According to what Mike had said, Samantha had left the motel on her own; that was good. He’d been afraid the doctor had found her and somehow gotten past Linda.

  With that worry alleviated, he thought about Samantha and where she would choose to go on her own.

  There was really only one answer—the one place he had made it clear he didn’t want her to go.

  The cabin where the doctor had said her friend Allison would be. The friend he was sure was already a zombie.

  Panic wrapped around him, but he shook it off. Fear was his enemy. He had to put aside any personal attachments he thought he might have for Samantha and be nothing but the hunter.

  He lifted his chin so the moon’s light streamed over his face. Its pull tore at him. He didn’t try to control it, didn’t try to slow what was happening to his body or to avoid any bit of the pain.

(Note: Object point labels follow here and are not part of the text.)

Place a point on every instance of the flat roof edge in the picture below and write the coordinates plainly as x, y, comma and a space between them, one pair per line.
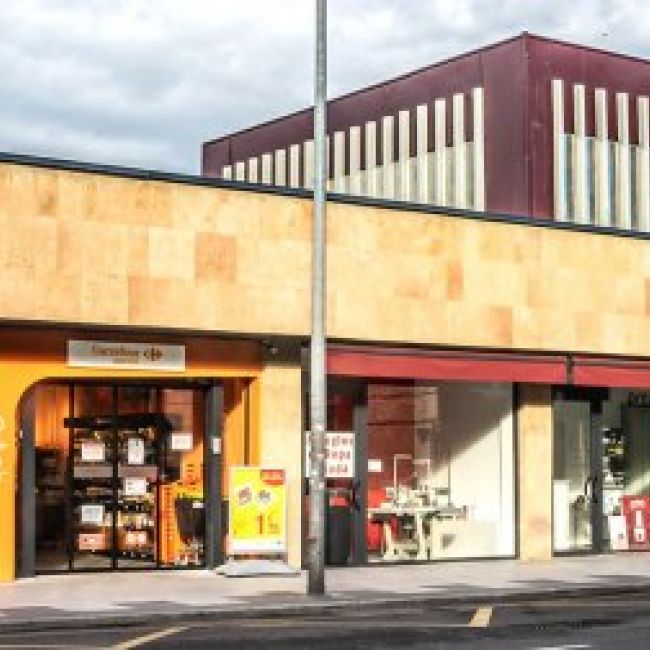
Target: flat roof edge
135, 173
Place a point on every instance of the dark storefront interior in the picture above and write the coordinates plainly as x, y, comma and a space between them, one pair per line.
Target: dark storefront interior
119, 476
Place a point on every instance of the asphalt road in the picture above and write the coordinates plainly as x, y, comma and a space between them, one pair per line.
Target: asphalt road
560, 624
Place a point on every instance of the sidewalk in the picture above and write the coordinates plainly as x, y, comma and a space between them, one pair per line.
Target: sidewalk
122, 598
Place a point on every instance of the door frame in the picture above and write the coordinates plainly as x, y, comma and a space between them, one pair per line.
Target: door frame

He embraced it. Unrestrained, his bones crunched, his skin stretched and guttural noises escaped from his throat. Then in one violent second it was over and he was standing on four legs. A wolf.

  Ash drifted over him and clung to his fur. The ground felt dry and cracked under his paws. As all of this registered, he was off, running toward the cabin, one thought, one goal, pounding in his brain.

  To get to the cabin and destroy the zombie.

  He had to kill Allison.

  Branches slapped Samantha in the face. Briars tore at her clothes. Her foot hit a rock and she stumbled, fell onto her hands and knees.

  She jumped back up. Blood bubbled on her palms.

  She stared at it in horror, remembering the zombie in the video attracted by his companion’s blood…attacking, devouring…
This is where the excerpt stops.